For certain outcomes causal neighbourhood effects are fairly easy to discern. Consider John Snow’s map of the 1854 outbreak of cholera below. The plot of cholera cases enabled John Snow to identify the infamous water pump from which cases of cholera were being contracted. In this instance, the causal neighbourhood effect of the shared water pump is clear, and the effects simple to measure. It’s not as if people contracted cholera and then decided to move closer to the water pump.


John Snow’s map of the 1854 cholera outbreak in London

A similar exercise can be conducted using survey data. The map below shows an estimate of the spatial distribution of cases of diarrhoea in the under 5s in Nairobi, Kenya, with notable slum areas marked by the letters A to E. There is clearly an strong correlation between slum areas and risk of diarrhoea. It would not be a strong assumption that there was a common cause of diarrhoea in slum areas rather than people who were more likely to get diarrhoea choose to move to those areas.*


Estimation of the risk of diarrhoea in the under 5s in Nairobi, Kenya. Disease risk is estimated by applying a spatial filter across a regular lattice grid and then estimating a binomial model to predict disease risk at each point. Red areas indicate higher risk and turquoise areas lower risk. Blue lines indicate areas with a >80% probability of having higher risk than the city average.

Inference about the effects of higher or lower wealth or socioeconomic status or more ephemeral characteristics of neighbourhoods on health and outcomes is more difficult. It is generally not possible to randomise people to neighbourhoods; individuals of lower socioeconomic status are more likely to move to poorer neighbourhoods. The exception is the Moving to Opportunity experiments in the US, which showed that better neighbourhoods improved adult health and improved the health and economic outcomes of their children.

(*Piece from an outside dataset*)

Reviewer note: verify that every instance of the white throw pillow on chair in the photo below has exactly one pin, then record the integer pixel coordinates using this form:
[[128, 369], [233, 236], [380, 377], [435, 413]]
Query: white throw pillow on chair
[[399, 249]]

J. Michael Oakes has a detailed discussion of the issues involved in the estimation of causal neighbourhood effects. He identifies four key problems. Firstly, due to social stratification between neighbourhoods, the “selection” equation that sorts individuals into neighbourhoods is likely to be nearly identical for all people in the same neighbourhood. Modelling selection therefore removes most of the variation between neighbourhoods. Secondly, even if neighbourhood effects were emergent properties of the interactions between individuals, such as the epidemiology of infection, they would still not be necessarily identifiable as the expression of those emergent properties is dependent on the neighbourhood level variables. Oakes likens it to trying to estimate the incidence by controlling for prevalence. Thirdly, neighbourhood level effects are not likely to be exchangeable, an assumption widely used in statistical inference. And fourthly, neighbourhood effects are not likely to be static. Arguably, quasi-experiemental methods such as instrumental variable or regression discontinuity designs and more sophisticated models may help solve these issues, but convincing applications can still remain elusive.

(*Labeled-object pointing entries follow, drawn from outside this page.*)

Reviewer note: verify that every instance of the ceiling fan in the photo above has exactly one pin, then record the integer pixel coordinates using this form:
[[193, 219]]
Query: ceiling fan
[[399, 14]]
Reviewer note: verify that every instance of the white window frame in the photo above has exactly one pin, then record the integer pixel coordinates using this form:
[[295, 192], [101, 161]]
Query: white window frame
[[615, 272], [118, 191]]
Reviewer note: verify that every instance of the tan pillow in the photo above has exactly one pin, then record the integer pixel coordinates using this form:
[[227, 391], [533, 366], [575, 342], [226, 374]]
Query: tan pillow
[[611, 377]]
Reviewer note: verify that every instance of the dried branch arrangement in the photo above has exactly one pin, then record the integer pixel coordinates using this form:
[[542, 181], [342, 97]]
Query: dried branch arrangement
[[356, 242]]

The points above contribute to the argument that the effectiveness of a community-level intervention, even when measured in a randomised trials, depends on neighbourhood effects. As we have discussed in other contexts, development of a causal theory is clearly required for the appropriate design of studies and interpretation of evidence. From a health and public policy standpoint innovations in methods of causal inference for neighbourhood effects can only be a good thing.


*Of course, there are other factors that may explain the correlation. For example, slum areas were more likely to be sampled in the rainy season. We also therefore examined childhood stunting, which showed the same pattern. See the paper for more detail.